Съ Троицкой площади царь со свитою отбылъ въ сенатъ, гдѣ былъ приготовленъ торжественный обѣдъ. Послѣ обѣда состоялись танцы, а вечеромъ зажженъ былъ великолѣпный фейерверкъ. Нарочно устроенная декорація изображала храмъ бога войны Януса. Въ ознаменованіе окончанія войны, двери храма были затворены, и на стражѣ ихъ стояли, подавъ другъ другу руки, двое коронованныхъ рыцарей, изображавшихъ Россію и Швецію. По обѣимъ сторонамъ храма стояли щиты съ изображеніемъ справедливости, попирающей фурій, и входящаго въ пристань корабля съ латинскою надписью: finis coronat opus (конецъ вѣнчаетъ дѣло). Во время фейерверка снова грянула пальба съ крѣпостныхъ стѣнъ и съ галеръ на Невѣ, прибывшихъ къ этому дню изъ Финляндіи. Для угощенія народа выставленъ былъ жареный быкъ, a по сторонамъ его били фонтаны краснаго и бѣлаго вина. Затѣмъ въ слѣдующіе дни опять пошли маскарады, и потѣхи закончились только 29 октября обѣдомъ въ зданіи сената для всѣхъ участвовавшихъ въ процессіяхъ.

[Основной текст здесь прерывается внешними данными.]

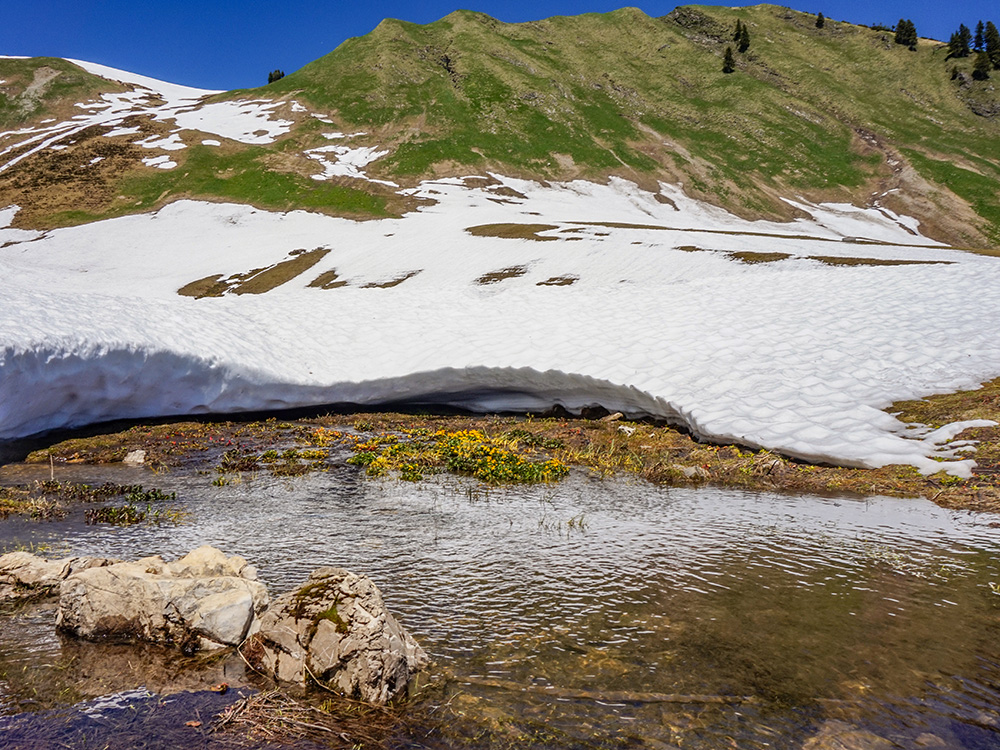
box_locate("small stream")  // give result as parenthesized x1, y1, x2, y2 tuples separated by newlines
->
(2, 461, 1000, 749)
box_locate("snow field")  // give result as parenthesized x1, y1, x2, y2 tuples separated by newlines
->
(2, 173, 999, 477)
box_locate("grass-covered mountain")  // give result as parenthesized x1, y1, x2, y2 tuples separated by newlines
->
(2, 4, 999, 246)
(0, 57, 122, 128)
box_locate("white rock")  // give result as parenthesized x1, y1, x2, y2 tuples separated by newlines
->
(123, 449, 146, 465)
(0, 551, 116, 602)
(56, 546, 268, 652)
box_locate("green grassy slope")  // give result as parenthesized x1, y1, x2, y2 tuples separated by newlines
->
(253, 4, 999, 243)
(3, 6, 999, 245)
(0, 57, 122, 128)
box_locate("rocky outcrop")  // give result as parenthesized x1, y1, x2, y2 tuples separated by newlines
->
(56, 545, 269, 653)
(245, 567, 429, 704)
(0, 551, 116, 603)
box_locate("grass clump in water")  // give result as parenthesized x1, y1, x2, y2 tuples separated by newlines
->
(0, 481, 181, 524)
(346, 429, 568, 483)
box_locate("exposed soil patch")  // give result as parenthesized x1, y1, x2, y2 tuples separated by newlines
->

Такъ шумно и торжественно отпраздновалъ Петръ ништадскій миръ, закончившій собою самый трудный и дѣятельный періодъ его царствованія. Онъ уже видѣлъ плоды своихъ дѣлъ и могъ утѣшаться быстрымъ ростомъ своего любимаго созданія – Петербурга. Когда достроена была колокольня собора въ крѣпости, Петръ всходилъ туда на самый верхъ, и съ высоты любовался зрѣлищемъ раскинувшагося по обѣ стороны величественной Невы города. Его уже могло радовать и правильное расположеніе улицъ и каналовъ, и умножавшееся годъ изъ году число каменныхъ строеній.

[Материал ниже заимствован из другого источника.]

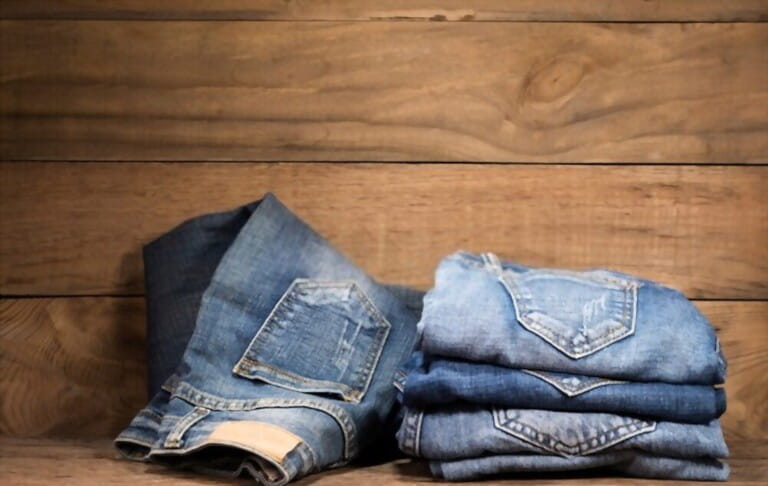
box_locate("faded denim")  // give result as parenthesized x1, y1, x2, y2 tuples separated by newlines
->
(403, 353, 725, 423)
(115, 194, 421, 485)
(397, 406, 729, 481)
(143, 202, 260, 397)
(418, 252, 726, 385)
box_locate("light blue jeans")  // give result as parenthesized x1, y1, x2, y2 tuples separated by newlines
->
(398, 406, 729, 481)
(418, 252, 726, 384)
(115, 194, 422, 485)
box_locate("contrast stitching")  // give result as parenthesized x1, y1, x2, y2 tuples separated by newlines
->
(492, 408, 656, 457)
(399, 409, 424, 457)
(163, 407, 210, 449)
(170, 380, 358, 460)
(237, 358, 357, 397)
(498, 270, 638, 359)
(521, 369, 626, 397)
(232, 278, 391, 403)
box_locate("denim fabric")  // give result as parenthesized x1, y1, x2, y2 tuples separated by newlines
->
(403, 353, 726, 423)
(397, 406, 729, 481)
(142, 202, 423, 398)
(418, 252, 726, 385)
(115, 194, 421, 485)
(144, 202, 260, 397)
(431, 453, 729, 481)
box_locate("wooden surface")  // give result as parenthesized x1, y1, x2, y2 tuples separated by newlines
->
(2, 1, 767, 21)
(0, 298, 145, 438)
(0, 438, 766, 485)
(2, 163, 767, 298)
(1, 3, 767, 485)
(1, 22, 767, 162)
(1, 299, 765, 440)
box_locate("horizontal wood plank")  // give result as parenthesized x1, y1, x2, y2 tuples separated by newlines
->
(1, 1, 767, 21)
(0, 298, 765, 441)
(1, 163, 767, 298)
(1, 21, 766, 162)
(0, 438, 765, 486)
(0, 297, 145, 438)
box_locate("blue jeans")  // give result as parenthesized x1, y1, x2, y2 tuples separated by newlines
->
(398, 251, 728, 480)
(115, 194, 422, 484)
(397, 406, 729, 481)
(403, 353, 726, 423)
(418, 252, 726, 385)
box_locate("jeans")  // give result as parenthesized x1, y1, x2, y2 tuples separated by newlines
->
(397, 406, 729, 481)
(115, 194, 422, 485)
(418, 252, 726, 385)
(398, 251, 728, 481)
(403, 353, 726, 423)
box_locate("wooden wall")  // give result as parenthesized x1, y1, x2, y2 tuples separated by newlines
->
(0, 1, 766, 441)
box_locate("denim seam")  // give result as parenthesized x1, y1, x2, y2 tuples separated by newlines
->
(393, 369, 407, 392)
(400, 409, 424, 457)
(492, 408, 656, 457)
(294, 441, 318, 476)
(149, 440, 292, 486)
(237, 358, 362, 399)
(497, 269, 639, 359)
(136, 409, 164, 422)
(114, 435, 153, 449)
(168, 379, 358, 460)
(232, 278, 391, 404)
(521, 369, 626, 397)
(164, 406, 210, 449)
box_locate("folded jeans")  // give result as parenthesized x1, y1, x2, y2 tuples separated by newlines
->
(116, 194, 422, 485)
(417, 252, 726, 385)
(402, 353, 725, 423)
(396, 405, 728, 481)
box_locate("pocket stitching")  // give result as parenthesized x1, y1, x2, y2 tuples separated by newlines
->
(521, 369, 627, 397)
(499, 271, 638, 359)
(233, 278, 391, 403)
(492, 408, 656, 457)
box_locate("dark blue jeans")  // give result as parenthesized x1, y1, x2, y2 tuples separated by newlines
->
(403, 353, 725, 423)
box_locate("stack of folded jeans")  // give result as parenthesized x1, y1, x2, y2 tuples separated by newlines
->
(397, 251, 729, 481)
(114, 194, 424, 485)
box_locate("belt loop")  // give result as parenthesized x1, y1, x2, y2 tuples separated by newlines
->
(164, 406, 210, 449)
(482, 252, 503, 276)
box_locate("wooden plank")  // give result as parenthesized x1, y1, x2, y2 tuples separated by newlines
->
(0, 439, 765, 486)
(1, 21, 766, 163)
(0, 299, 765, 441)
(0, 297, 145, 438)
(1, 163, 767, 298)
(1, 1, 767, 22)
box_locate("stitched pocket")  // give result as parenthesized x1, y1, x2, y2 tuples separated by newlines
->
(499, 269, 638, 359)
(233, 279, 391, 403)
(521, 369, 626, 397)
(492, 408, 655, 456)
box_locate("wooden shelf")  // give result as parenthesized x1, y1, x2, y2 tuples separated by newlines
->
(1, 438, 766, 485)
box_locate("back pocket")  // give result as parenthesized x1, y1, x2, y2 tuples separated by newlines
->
(499, 269, 638, 359)
(233, 279, 391, 403)
(492, 408, 655, 456)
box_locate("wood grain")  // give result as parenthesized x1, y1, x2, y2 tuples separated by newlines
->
(2, 1, 767, 21)
(1, 22, 766, 162)
(0, 438, 764, 486)
(2, 163, 767, 298)
(0, 297, 765, 440)
(0, 298, 146, 438)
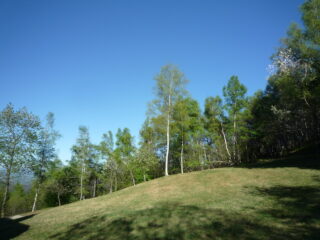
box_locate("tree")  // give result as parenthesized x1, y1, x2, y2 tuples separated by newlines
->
(172, 99, 189, 174)
(45, 162, 77, 206)
(250, 0, 320, 157)
(301, 0, 320, 45)
(115, 128, 136, 186)
(150, 64, 188, 176)
(172, 97, 202, 173)
(138, 118, 159, 180)
(0, 104, 40, 217)
(7, 183, 26, 216)
(187, 105, 206, 170)
(31, 112, 60, 212)
(98, 131, 118, 193)
(204, 96, 231, 162)
(71, 126, 94, 200)
(223, 76, 247, 163)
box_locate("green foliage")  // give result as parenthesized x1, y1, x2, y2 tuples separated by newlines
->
(44, 164, 78, 206)
(0, 103, 40, 217)
(7, 183, 27, 216)
(172, 97, 204, 172)
(31, 113, 60, 182)
(223, 76, 247, 115)
(98, 131, 118, 193)
(222, 76, 248, 163)
(301, 0, 320, 44)
(115, 128, 135, 159)
(29, 112, 61, 212)
(150, 64, 189, 176)
(115, 128, 146, 186)
(204, 96, 231, 162)
(250, 0, 320, 157)
(0, 103, 40, 173)
(151, 64, 189, 115)
(71, 126, 97, 200)
(138, 118, 160, 180)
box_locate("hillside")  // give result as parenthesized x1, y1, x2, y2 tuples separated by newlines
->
(2, 154, 320, 240)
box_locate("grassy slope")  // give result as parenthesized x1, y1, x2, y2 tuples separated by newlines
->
(4, 154, 320, 240)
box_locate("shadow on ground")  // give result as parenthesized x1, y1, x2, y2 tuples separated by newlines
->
(249, 185, 320, 238)
(0, 215, 34, 240)
(49, 204, 272, 240)
(49, 190, 320, 240)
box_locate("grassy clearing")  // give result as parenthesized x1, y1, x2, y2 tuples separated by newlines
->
(2, 154, 320, 240)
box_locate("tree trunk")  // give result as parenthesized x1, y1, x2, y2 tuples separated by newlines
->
(246, 144, 249, 162)
(180, 139, 184, 174)
(92, 178, 96, 198)
(57, 192, 61, 206)
(143, 174, 146, 182)
(130, 170, 136, 186)
(109, 174, 113, 193)
(114, 175, 118, 191)
(32, 185, 40, 212)
(80, 163, 85, 200)
(220, 122, 231, 162)
(1, 168, 11, 218)
(233, 113, 237, 162)
(202, 142, 207, 165)
(165, 95, 171, 176)
(80, 173, 83, 200)
(199, 141, 204, 170)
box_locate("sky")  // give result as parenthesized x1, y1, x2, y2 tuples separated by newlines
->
(0, 0, 304, 162)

Далеко отъ тогдашняго центра, вверхъ по Невѣ, привлекала вниманіе Петра мѣстность, отведенная имъ подъ монастырь св. Александра Невскаго. По преданію, именно въ этой мѣстности одержана была кн. Александромъ въ 1241 г. побѣда надъ шведами, и Петръ давно уже далъ ей поэтому названіе "Виктори". Еще въ 1710 году онъ предположилъ построить здѣсь монастырь, а три года спустя тамъ уже была освящена деревянная церковь Благовѣщенія, и при ней стали строить монастырскія келіи, сначала тоже деревянныя. Но въ 1717 году приступили уже къ постройкѣ каменнаго монастыря и другихъ зданій, по плану архитектора Треццини. Вскорѣ заложенъ былъ и соборъ во имя св. Троицы, но постройка шла неудачно, фундаментъ сталъ расползаться, и пришлось выводить новый. Къ собору примыкали, въ видѣ крыльевъ, каменные корпуса съ келіями. Часть этихъ келій занята была подъ богадѣльни и больницу для инвалидовъ, а часть подъ школу для дѣтей духовнаго званія. Учебное заведеніе это называлось сначала "цифирной школой", потомъ "славяно-греко-латинской семинаріей", затѣмъ "главной семинаріей", и наконецъ при Павлѣ I преобразовано въ духовную академію.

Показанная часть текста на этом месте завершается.